Posts Tagged ‘tremors’

Shy children now candidates for dangerous psychiatric drugs

Wednesday, October 5th, 2011

NaturalNews
By Elizabeth Walling
October 5, 2011

(NaturalNews) New guidelines for mental illness turn shyness in children from a personality trait into a mental disorder that warrants drug treatment. Drug companies already target children, who fidget too much in class or have trouble concentrating on their homework, with stimulant drugs for treating attention deficit disorder. Now children who sit too quietly or are more withdrawn than their peers will also be targeted with medication for social anxiety disorder or depression.

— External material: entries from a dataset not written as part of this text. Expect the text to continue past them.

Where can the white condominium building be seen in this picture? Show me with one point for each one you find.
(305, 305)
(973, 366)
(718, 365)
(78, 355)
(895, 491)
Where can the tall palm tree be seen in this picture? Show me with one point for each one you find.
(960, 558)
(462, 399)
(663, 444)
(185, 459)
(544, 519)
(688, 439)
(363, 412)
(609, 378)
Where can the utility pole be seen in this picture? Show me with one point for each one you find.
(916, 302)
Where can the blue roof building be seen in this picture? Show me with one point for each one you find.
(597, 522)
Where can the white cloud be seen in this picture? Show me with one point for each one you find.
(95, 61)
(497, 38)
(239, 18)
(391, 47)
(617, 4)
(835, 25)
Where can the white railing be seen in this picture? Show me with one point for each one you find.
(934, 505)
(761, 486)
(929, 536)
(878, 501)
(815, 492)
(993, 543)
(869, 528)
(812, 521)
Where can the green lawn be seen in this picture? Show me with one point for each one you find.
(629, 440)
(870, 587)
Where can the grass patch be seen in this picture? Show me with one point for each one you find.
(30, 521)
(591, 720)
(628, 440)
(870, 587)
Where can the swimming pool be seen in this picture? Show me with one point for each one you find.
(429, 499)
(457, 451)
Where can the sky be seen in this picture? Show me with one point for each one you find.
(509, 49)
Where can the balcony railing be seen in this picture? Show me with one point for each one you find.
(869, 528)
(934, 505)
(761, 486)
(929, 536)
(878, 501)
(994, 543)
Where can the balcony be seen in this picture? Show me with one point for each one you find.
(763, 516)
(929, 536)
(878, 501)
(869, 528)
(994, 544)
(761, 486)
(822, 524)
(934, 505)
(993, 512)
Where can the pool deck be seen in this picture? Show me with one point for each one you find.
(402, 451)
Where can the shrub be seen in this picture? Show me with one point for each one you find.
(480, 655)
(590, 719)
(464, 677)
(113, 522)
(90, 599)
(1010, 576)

These new guidelines increase the likelihood that children, who tend to be quiet or sad, will be diagnosed with depression. And children who talk back to adults or lose their temper frequently may be diagnosed with what is called oppositional defiant disorder. A diagnose in either case will likely lead to treatment with powerful psychotropic drugs.

Serious Risks for Children who take Psychiatric Drugs

The idea of turning every spectrum of human emotion into some kind of mental disorder is not only absurd, but it also threatens the long-term mental and physical health of our children.

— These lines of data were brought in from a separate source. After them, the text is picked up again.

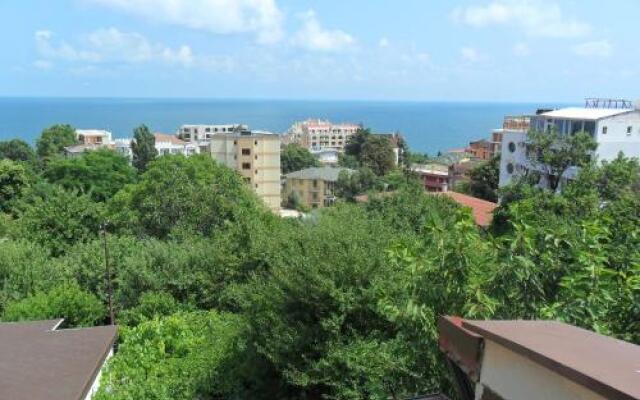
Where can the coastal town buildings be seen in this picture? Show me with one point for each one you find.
(314, 187)
(201, 134)
(435, 177)
(317, 134)
(614, 124)
(42, 362)
(533, 360)
(256, 156)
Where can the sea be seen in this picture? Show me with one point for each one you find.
(428, 127)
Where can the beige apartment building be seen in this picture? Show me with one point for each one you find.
(313, 186)
(256, 155)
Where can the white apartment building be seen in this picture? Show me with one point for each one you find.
(317, 135)
(165, 145)
(256, 156)
(202, 133)
(614, 126)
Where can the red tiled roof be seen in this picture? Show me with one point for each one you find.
(163, 137)
(482, 210)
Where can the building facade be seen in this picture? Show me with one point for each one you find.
(314, 187)
(316, 134)
(614, 129)
(256, 156)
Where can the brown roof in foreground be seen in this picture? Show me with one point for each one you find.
(605, 365)
(163, 137)
(481, 210)
(38, 362)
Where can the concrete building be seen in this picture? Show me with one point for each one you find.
(614, 124)
(171, 144)
(534, 360)
(201, 134)
(94, 137)
(41, 362)
(316, 134)
(434, 177)
(256, 156)
(313, 186)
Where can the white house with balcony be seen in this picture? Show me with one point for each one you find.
(614, 124)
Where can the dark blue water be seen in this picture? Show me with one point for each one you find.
(428, 126)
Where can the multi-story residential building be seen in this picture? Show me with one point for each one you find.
(256, 156)
(614, 124)
(164, 144)
(313, 186)
(93, 137)
(202, 133)
(434, 177)
(316, 134)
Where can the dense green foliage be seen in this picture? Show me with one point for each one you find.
(217, 298)
(16, 150)
(294, 157)
(143, 147)
(99, 174)
(54, 139)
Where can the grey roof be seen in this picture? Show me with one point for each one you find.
(321, 173)
(39, 362)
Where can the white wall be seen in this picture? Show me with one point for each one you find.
(616, 139)
(513, 376)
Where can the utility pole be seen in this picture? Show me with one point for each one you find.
(108, 274)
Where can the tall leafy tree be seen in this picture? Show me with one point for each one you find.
(54, 139)
(294, 157)
(17, 150)
(143, 147)
(377, 154)
(99, 174)
(552, 154)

Millions of children are currently taking one or more behavior-altering medications, despite the fact that these drugs carry the risk of serious side effects. Some of these side effects include suicidal thinking, loss of appetite, nausea, insomnia, sedation, seizures, insulin resistance, acne, tremors, muscle stiffness and more.

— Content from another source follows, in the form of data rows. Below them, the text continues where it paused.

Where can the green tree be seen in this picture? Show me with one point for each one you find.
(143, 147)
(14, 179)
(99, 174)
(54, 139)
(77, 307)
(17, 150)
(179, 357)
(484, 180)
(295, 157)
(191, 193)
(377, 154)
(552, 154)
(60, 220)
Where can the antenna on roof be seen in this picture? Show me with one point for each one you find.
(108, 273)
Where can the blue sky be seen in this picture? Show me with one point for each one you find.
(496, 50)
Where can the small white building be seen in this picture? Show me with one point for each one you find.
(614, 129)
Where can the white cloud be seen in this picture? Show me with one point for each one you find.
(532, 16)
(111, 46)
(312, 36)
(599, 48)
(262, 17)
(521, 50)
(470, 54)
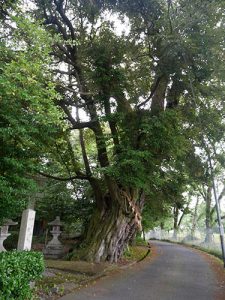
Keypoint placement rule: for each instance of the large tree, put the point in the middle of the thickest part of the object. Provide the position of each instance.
(28, 114)
(136, 91)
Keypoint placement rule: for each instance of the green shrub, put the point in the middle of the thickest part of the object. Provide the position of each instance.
(17, 270)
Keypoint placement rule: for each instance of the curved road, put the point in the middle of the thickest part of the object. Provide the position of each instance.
(176, 273)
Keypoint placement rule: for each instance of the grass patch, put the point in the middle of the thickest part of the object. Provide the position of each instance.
(135, 253)
(203, 249)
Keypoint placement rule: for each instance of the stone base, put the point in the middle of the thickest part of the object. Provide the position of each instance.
(53, 252)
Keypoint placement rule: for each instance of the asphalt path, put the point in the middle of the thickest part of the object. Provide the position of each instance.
(176, 273)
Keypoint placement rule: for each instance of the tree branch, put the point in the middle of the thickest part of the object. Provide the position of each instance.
(71, 178)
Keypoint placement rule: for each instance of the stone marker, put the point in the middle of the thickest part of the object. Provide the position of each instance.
(26, 229)
(4, 232)
(54, 249)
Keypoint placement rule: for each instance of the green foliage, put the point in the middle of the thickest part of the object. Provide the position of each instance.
(17, 270)
(28, 116)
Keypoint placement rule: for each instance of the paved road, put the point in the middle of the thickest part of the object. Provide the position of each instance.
(177, 273)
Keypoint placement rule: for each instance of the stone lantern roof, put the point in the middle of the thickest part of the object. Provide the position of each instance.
(56, 222)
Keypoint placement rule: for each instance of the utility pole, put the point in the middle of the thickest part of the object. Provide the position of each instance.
(221, 229)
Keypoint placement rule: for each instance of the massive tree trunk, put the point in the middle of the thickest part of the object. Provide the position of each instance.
(194, 220)
(111, 228)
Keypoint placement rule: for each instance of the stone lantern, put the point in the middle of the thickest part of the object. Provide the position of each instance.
(4, 232)
(54, 248)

Some psychologists also point out that simply drugging children for behaving out of the norm could actually be masking very serious underlying problems. Children, who are the victims of mental, physical or sexual abuse, will often exhibit behaviors such as shyness, sadness or being more withdrawn. These experts warn that trying to seek a quick-fix for negative emotions denies children what they truly need: long-term care and guidance.

Who stands to profit from expanding the guidelines for diagnosable mental disorders? The answer is quite simple: the pharmaceutical companies which manufacture the drugs for treating these conditions. However, when we start labeling children as disordered for simply being quieter than their peers or having an occasional angry outburst, we are stepping into dangerous territory that threatens the future of an entire generation and beyond.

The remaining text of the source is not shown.